A systematic review is a literature review focused on a research question that tries to identify, appraise, select and synthesise all high quality research evidence relevant to that question.

Systematic reviews of high-quality randomised controlled trials are important to evidence-based medicine (CEBM, 2011). An understanding of systematic reviews and how to implement them in practice is becoming mandatory for all professionals involved in the delivery of health care. Besides health interventions, systematic reviews may concern clinical tests, public health interventions, social interventions, adverse effects, and economic evaluations (CRD, 2009; EPPI, 2010).

Systematic reviews are not limited to medicine and are quite common in other sciences where data are collected, published in the literature, and an assessment of methodological quality for a precisely defined subject would be helpful. Other fields where systematic reviews are used include psychology, nursing, dentistry, public health, occupational therapy, speech therapy, physical therapy, educational research, sociology, business management, environmental management and conservation biology.
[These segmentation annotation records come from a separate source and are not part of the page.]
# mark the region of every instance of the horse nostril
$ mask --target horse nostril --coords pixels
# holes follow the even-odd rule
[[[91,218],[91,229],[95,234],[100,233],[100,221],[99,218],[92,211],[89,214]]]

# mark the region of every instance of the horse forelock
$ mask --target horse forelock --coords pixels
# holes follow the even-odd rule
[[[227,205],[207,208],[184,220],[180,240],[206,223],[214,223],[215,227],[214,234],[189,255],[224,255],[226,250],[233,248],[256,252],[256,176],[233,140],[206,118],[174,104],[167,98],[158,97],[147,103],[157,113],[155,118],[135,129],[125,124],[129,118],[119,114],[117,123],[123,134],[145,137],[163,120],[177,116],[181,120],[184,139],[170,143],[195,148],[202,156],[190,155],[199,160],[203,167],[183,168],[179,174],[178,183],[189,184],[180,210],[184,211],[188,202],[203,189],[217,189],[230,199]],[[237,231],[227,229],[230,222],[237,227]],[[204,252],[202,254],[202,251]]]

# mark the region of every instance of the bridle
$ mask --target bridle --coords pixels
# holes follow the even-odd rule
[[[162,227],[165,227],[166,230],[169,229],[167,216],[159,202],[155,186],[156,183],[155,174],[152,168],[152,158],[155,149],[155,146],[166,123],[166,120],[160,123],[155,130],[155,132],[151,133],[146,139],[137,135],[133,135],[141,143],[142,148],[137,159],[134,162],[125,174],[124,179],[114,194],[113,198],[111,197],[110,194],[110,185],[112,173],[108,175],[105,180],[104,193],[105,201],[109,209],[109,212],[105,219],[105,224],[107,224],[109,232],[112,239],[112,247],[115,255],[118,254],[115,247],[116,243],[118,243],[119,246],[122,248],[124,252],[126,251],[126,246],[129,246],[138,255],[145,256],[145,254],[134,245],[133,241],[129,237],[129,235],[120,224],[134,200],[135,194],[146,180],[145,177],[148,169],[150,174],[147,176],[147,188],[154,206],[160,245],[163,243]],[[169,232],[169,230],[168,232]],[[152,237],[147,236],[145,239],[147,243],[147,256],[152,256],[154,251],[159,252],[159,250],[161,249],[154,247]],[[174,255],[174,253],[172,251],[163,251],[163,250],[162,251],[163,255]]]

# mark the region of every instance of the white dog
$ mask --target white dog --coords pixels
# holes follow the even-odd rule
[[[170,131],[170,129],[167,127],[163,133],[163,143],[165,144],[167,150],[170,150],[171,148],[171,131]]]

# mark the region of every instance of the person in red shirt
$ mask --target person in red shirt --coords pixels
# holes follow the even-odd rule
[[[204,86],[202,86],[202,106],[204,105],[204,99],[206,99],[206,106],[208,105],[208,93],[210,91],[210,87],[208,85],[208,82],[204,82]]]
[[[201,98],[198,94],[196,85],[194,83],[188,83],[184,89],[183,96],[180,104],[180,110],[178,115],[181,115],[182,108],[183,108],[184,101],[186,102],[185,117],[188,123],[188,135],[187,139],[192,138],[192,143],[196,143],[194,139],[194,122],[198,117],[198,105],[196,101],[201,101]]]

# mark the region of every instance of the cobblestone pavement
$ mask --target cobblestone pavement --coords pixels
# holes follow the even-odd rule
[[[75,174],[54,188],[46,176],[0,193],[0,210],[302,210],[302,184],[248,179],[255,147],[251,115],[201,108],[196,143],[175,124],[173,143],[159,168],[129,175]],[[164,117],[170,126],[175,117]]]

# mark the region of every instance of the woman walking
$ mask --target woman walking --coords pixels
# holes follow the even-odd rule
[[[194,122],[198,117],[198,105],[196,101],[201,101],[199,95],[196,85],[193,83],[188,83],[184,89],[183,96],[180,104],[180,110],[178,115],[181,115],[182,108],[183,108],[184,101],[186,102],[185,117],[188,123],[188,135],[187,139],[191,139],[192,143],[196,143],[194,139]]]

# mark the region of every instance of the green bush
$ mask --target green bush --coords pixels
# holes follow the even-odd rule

The Centre for Evidence-based Medicine (CEBM), in my opinion, provides a well-rounded overview of systematic reviews, including the positives and negatives. CEBM also has a useful sport & exercise archive.

A fitting example of a systematic review (Stacey et al., 2010) focussed at fitness trainers can be found here: Knowledge Translation to Fitness Trainers: A Systematic Review. This study investigates approaches for translating evidence-based knowledge for use by fitness trainers. Specific questions were:

  • Where do fitness trainers get their evidence-based information?
  • What types of interventions are effective for translating evidence-based knowledge for use by fitness trainers?
  • What are the barriers and facilitators to the use of evidence-based information by fitness trainers in their practice?

2.1     Hierarchy of Study Designs to Assess the Effects of Interventions

This list is not exhaustive, but covers the main study designs. Names and definitions may differ between professions (e.g. the randomised controlled trial can be known as a randomised clinical trial).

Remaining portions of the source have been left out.